The bell rang overhead in the castle and Tracey jumped to her feet, looking terrified.

"You'll do fine," Iris said as they headed towards the entrance hall to meet the rest of the people taking the Apparition Test. "Good luck!"

There were only four of them in Potions that afternoon: Harry, Iris, Ernie, and Draco.

"All too young to Apparate just yet?" said Slughorn genially. "Not turned seventeen yet?"

They shook their heads.

"Ah well," said Slughorn cheerily, "as we're so few, we'll do something fun. I want you all to brew me up something amusing!"

"That sounds good, sir," said Ernie sycophantically, rubbing his hands together. Draco, on the other hand, did not crack a smile.

"What do you mean, 'something amusing'?" he said irritably.

"Oh, surprise me," said Slughorn airily.

Draco opened his copy of Advanced Potion-Making with a sulky expression. It could not have been plainer that he thought this lesson was a waste of time. Iris eyed Draco from the corner of her eye as she got started on creating the Alihotsy Draught.

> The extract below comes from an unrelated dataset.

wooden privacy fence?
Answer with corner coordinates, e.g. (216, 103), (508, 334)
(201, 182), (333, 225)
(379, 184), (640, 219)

Was it her imagination, or did Draco, like Tonks, look thinner? Certainly he looked paler; his skin still had that grayish tinge, probably because he so rarely saw daylight these days. But there was no air of his usual smugness, excitement, or superiority; none of the swagger that he had. . . . There could be only one conclusion, in Iris's opinion: His mission, whatever it was, was going badly.

"Well, now, this looks absolutely wonderful," said Slughorn an hour and a half later, clapping his hands together as he stared down into the sunshine yellow contents of Harry's cauldron. "Euphoria, I take it? And what's that I smell? Mmmm . . . you've added just a sprig of peppermint, haven't you? Unorthodox, but what a stroke of inspiration, Harry, of course, that would tend to counterbalance the occasional side effects of excessive singing and nose-tweaking. . . . I really don't know where you get these brain waves, my boy . . . unless —"

Iris resisted the urge to roll her eyes.

"— it's just your mother's genes coming out in you!"

"Oh . . . yeah, maybe," said Harry.

Ernie was looking rather grumpy; determined to outshine Harry for once, he had most rashly invented his own potion, which had curdled and formed a kind of purple dumpling at the bottom of his cauldron. Slughorn had praised Iris's Alihotsy Draught. It was an advanced potion that they hadn't learned in their previous years and it causes hysterical laughter. Draco was already packing up, sour-faced; Slughorn had pronounced his Hiccuping Solution merely "passable."